8. Practically speaking, is it inevitable that, if food is growing arithmetically (m>0) and population geometrically (r>1), that food supplies will always run out? In reality, does it look like earth is heading towards a Malthusian Disaster? Provide some evidence from your own research to support your answer.
Section C: Solar Panels Investment
Suppose a family consumes 15kWh of power per day. Concerned about its carbon footprint, the family would like to ensure 50% of its electricity comes from renewable sources. Rational and economically minded, the family would like to find the cheapest way to do so, and its planning horizon is the next 15 years. Assume the panels do not degrade over time, and at the end of 15 years, the solar panels will have zero residual value. Also assume that electricity provided by the solar panels has a per unit cost of zero (i.e. zero variable cost).
|
System Type
|
Electricity Generated / day
|
Installation Cost
|
|
1 kW system
|
3.9 kWh / day
|
$6 000
|
|
1.5 kW system
|
5.85 kWh
|
$7 000
|
|
2 kW system
|
7.8 kWh
|
$8 000
|
|
3 kW system
|
11.7 kWh
|
$11 000
|
|
4 kW system
|
15.6 kWh
|
$14 000
|
Typical solar systems available in Sydney.
To make this investment, the family would withdraw from its cash management trust, which is expected to return a steady 6.5% per year, compounded annually, for the foreseeable future. The remainder of the family's power is provided by the electrical grid. They face the following prices for energy they purchase:
|
Item
|
Units
|
Non-renewable
|
50% Renewable
|
100% Renewable
|
|
First 1000 kWh
|
$ per kWh
|
$0.2684
|
$0.2838
|
$0.2992
|
|
>1000 kWh
|
$ per kWh
|
$0.2805
|
$0.2959
|
$0.3113
|
|
Supply charge
|
$ per day
|
$0.6908
|
$0.6908
|
$0.6908
|
You may assume that electricity prices remain constant, and inflation can be ignored. Assume the power generated by the solar panels is the same year-round.

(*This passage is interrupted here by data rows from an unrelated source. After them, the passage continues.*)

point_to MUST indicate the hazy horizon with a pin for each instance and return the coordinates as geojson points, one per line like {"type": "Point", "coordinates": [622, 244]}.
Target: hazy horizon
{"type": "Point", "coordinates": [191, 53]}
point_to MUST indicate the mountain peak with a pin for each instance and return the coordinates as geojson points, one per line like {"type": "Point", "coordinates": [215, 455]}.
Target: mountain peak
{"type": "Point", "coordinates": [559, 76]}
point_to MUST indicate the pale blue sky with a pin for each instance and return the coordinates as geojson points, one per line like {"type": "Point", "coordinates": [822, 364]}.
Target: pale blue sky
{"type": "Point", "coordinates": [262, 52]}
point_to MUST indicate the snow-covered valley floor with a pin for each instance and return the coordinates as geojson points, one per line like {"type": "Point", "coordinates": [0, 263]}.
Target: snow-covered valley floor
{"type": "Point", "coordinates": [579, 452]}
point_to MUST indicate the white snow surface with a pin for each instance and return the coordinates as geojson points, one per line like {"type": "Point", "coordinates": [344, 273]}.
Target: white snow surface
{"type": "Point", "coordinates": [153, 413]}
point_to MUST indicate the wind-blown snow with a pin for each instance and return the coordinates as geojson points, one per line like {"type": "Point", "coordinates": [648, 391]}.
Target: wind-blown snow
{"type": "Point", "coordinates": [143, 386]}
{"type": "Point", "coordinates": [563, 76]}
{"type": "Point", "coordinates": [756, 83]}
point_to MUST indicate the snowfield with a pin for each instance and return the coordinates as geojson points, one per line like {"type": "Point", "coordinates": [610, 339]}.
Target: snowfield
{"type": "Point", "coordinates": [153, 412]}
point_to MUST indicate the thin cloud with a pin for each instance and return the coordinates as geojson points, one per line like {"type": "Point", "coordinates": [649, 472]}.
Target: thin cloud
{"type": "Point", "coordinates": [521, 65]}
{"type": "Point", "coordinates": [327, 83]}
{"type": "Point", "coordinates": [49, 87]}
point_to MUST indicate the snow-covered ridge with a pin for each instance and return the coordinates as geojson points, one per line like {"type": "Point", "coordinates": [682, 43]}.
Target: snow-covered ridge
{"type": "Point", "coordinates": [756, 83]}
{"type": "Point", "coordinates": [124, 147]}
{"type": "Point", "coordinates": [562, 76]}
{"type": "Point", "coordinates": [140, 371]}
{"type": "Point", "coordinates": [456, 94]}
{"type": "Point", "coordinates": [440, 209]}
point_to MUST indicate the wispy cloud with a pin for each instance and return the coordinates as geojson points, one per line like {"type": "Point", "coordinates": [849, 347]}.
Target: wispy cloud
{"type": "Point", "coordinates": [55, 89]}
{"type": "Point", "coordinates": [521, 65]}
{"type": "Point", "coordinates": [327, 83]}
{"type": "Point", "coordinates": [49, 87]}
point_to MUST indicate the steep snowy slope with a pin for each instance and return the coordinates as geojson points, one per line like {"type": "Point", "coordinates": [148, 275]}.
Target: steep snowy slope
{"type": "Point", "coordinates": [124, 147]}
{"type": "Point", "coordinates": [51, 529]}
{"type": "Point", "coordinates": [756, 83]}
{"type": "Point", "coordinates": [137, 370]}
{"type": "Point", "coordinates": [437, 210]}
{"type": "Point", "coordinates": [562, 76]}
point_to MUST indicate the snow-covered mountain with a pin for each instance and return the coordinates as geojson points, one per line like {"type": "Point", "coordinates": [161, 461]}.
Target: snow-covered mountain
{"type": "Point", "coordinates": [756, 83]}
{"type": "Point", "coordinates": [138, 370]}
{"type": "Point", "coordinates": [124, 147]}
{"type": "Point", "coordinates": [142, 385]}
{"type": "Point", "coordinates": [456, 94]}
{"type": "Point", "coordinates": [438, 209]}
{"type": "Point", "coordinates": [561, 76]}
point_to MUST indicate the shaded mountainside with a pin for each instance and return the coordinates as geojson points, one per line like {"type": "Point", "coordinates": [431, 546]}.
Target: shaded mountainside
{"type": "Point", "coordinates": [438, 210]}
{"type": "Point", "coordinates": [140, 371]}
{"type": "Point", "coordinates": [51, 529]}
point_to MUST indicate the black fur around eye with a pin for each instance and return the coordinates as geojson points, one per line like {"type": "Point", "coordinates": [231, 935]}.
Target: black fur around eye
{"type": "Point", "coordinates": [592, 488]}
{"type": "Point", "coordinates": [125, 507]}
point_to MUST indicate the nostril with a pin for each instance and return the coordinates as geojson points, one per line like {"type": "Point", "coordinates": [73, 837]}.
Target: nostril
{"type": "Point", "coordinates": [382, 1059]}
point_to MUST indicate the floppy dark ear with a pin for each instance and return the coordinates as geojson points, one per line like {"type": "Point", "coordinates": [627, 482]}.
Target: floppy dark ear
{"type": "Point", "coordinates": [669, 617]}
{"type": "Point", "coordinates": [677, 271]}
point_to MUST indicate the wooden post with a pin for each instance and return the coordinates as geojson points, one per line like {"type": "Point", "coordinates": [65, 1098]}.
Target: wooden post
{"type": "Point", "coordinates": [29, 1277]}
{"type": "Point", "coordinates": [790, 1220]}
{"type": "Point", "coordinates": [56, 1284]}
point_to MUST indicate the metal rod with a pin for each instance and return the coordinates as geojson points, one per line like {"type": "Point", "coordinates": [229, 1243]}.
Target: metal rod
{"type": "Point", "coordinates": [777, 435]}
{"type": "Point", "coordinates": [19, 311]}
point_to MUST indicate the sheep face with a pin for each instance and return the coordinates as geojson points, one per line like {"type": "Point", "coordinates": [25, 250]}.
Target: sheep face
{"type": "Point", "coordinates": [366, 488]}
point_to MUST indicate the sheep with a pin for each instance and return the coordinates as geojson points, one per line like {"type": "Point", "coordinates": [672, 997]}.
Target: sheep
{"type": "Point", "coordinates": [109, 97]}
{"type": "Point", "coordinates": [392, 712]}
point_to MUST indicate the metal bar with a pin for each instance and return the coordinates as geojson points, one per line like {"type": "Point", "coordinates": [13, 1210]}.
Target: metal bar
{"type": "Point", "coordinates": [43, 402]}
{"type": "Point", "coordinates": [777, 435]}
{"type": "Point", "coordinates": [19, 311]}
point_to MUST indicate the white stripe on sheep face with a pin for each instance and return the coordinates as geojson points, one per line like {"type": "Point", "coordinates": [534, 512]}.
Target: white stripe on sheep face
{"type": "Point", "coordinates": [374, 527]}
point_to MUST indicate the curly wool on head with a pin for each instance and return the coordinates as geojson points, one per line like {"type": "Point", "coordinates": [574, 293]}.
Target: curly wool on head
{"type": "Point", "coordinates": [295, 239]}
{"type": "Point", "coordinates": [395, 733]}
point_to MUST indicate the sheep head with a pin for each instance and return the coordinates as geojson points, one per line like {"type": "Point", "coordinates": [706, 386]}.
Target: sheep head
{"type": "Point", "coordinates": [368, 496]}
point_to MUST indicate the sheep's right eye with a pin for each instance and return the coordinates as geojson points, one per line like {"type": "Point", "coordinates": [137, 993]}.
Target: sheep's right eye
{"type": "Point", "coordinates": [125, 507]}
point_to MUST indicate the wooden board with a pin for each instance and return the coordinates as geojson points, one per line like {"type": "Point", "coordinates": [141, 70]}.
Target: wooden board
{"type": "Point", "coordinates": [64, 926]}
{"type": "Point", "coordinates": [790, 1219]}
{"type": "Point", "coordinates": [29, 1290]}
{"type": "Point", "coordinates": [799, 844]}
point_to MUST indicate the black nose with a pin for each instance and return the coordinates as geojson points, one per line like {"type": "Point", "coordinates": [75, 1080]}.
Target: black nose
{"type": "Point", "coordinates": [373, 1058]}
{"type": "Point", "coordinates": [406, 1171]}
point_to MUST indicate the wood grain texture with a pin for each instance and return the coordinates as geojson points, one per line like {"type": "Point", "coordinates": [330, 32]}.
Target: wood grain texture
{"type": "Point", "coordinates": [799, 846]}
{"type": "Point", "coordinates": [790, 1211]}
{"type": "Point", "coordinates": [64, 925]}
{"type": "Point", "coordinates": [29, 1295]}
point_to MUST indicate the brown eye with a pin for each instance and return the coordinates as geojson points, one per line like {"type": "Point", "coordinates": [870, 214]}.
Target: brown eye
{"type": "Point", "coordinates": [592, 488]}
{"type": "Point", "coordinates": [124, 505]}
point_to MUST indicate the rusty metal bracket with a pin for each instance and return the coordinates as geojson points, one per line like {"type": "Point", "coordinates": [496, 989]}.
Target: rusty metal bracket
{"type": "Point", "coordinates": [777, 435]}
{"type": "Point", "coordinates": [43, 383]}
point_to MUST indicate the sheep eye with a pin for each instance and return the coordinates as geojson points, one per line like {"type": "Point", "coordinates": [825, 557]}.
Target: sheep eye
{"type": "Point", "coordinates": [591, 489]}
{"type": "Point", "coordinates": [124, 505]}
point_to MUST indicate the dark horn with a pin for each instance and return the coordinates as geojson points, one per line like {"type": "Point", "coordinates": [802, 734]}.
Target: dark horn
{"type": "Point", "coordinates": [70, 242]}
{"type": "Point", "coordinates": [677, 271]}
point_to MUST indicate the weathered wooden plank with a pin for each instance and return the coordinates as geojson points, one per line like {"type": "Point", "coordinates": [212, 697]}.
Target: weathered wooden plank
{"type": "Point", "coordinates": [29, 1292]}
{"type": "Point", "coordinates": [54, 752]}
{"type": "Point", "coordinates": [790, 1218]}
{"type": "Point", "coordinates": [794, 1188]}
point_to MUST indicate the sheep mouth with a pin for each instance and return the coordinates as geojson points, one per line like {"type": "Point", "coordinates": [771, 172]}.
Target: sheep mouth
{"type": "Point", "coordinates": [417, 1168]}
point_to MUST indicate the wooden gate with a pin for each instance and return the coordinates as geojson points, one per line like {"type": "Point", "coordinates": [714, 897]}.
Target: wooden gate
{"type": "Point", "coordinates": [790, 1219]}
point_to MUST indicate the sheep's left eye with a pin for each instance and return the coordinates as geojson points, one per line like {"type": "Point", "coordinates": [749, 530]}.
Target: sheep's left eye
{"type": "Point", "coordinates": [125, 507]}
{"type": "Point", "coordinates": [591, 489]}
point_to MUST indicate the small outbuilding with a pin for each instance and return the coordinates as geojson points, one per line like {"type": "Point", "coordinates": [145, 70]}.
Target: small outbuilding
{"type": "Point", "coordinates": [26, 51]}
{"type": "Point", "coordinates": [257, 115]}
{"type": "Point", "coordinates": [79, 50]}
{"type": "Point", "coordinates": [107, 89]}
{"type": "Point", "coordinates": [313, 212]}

1. Which is the cheapest solar system type that would provide 50% of the family electricity consumption?
2. Assuming that the solar system performs as advertised, what is the family's quarterly bill from its energy provider? Assume there are 91 days in a quarter.
3. Using an annual discount rate of 6.5% and ignoring inflation, what is the present value of 15 years' worth of electricity bills?
4. Other than buying solar panels, what is the quarterly cost of the next best alternative, which still provides 50% renewable energy?
5. What is the present value of 30 years' worth of this solution? Again, ignore inflation, and use a discount rate of 6.5%.
6. Conditional on using at least 50% renewable energy, what is the net present value (NPV) of purchasing the solar panel system named in question (1)? Hint: to answer this question you will need to consider the present value of renewable energy sources and the present value residual electricity bills along with any associated installation costs.
7. Interpret your result from question (6). Is buying solar panels a good idea? Explain your answer.
8. Under the same assumptions as above, assume the family is not committed to purchasing renewable energy (i.e. the family is happy with consuming non-renewable energy from the grid.) What is the NPV of purchasing solar panels now?
9. Will the family in question (8) purchase the solar panel system named in question (1)?
10. Some governments have offered subsidies to consumers to install solar panels in their homes. Why?